The Turkish daily Hurriyet expands: 
Turkish Prime Minister Ahmet Davutoğlu has put forth a call to “liberate all Islamic lands under occupation,” while also asking for a common and broader view of Muslims in order to discuss the problems of the Muslim world with maturity. “We need a common stance for the liberation of all the Islamic lands that are under occupation, especially Palestine,” said Davutoğlu April 14, while delivering an opening speech... “The most important indicator which would show the effectiveness of the OIC is protecting Muslim minorities and liberating occupied lands such as Palestine, Karabakh and Crimea,” Davutoğlu said... [explaining that in these places] the Islamic identity is under threat of being demolished... “Despite differences of opinion, we need to maximize political relations and improve bilateral contacts in maturity so we can discuss all problems in the Muslim world,” he said. ["Turkish PM calls for broader view of Muslims", Hurriyet, April 15, 2016]
(In passing, we will mention that the editorial offices of Hurriyet, whose line is considered liberal and secular, were sacked by pro-Erdogan mobs screaming Islamist slogans several times in the past year. Still, they managed to escape the fate of their larger competitor Zaman, Turkey's biggest-circulating newspaper; it was shut down by court order last month and placed under state control. BBC says "no reason was given by the court for the decision", and quotes Davutoglu as cryptically explaining the takeover was "legal, not political".)
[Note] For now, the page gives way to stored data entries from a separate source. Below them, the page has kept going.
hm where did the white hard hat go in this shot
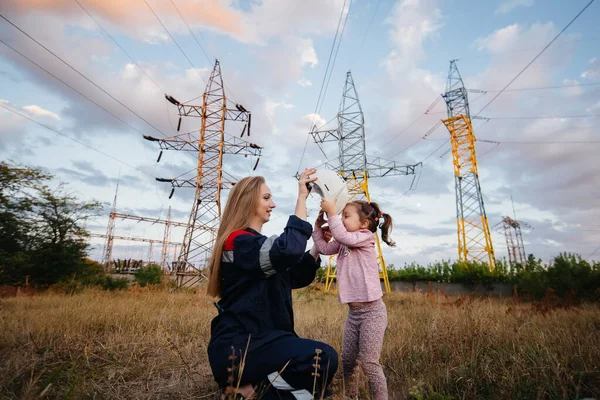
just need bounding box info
[308,169,349,214]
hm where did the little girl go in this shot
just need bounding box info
[313,198,395,400]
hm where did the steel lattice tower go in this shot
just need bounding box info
[442,60,496,269]
[101,183,118,270]
[160,206,172,269]
[310,71,420,293]
[502,216,528,266]
[145,60,262,287]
We have found relatively few mentions in online news channels today of the two-pronged strategy announced by the Turks. This report ["Muslim countries have agreed to work together to fight terrorism: Turkey President Erdogan"] for instance, from a respected Mumbai-based news service seems to have been written by someone who was out of the room when Palestine came up. The same with yesterday morning's Reuters despatch ["Muslim nations agree to work closely to fight terrorism: Turkey's Erdogan"] The Gulf News editors saw fit [here] to report how Erdogan "noted that the majority of the victims of terrorism are Muslims and called it a “source of shame” that most of those who risk their lives at sea to reach Europe are Muslims." But didn't mention the Palestine angle either.

Perhaps we'll be seeing some more-comprehensive news reporting later today. But it seems an odd dropping of the ball.

Being opposed to terror is one of those abstractions that tend to have more to do with prevailing cultural values than with the plain meaning of the words. Sometimes, too, the results of attitude polls into such matters as how people feel about terror and human bomb attacks just don't make sense without drilling down into how they understand some of the basic words.

To illustrate, this might be a good time to review how "terror" seems to mean radically different things at different times and in different contexts. For instance, "03-Nov-15: What do they mean when the Palestinian Arabs say they oppose terror?" And for a specifically-Turkish context, "6-Jun-10: It's not that complicated: Is IHH a humanitarian group or a terrorist group?"

Finally a reminder of how the juxtaposition of the words victimterror and Israel tends to make some people loses their moral compass completely: "03-Mar-16: When the UN responds to terrorism, which victims does it entirely ignore?"

1 comment:

rlandes said...

when people's moral compass passes over Israel, it tends to spin wildly.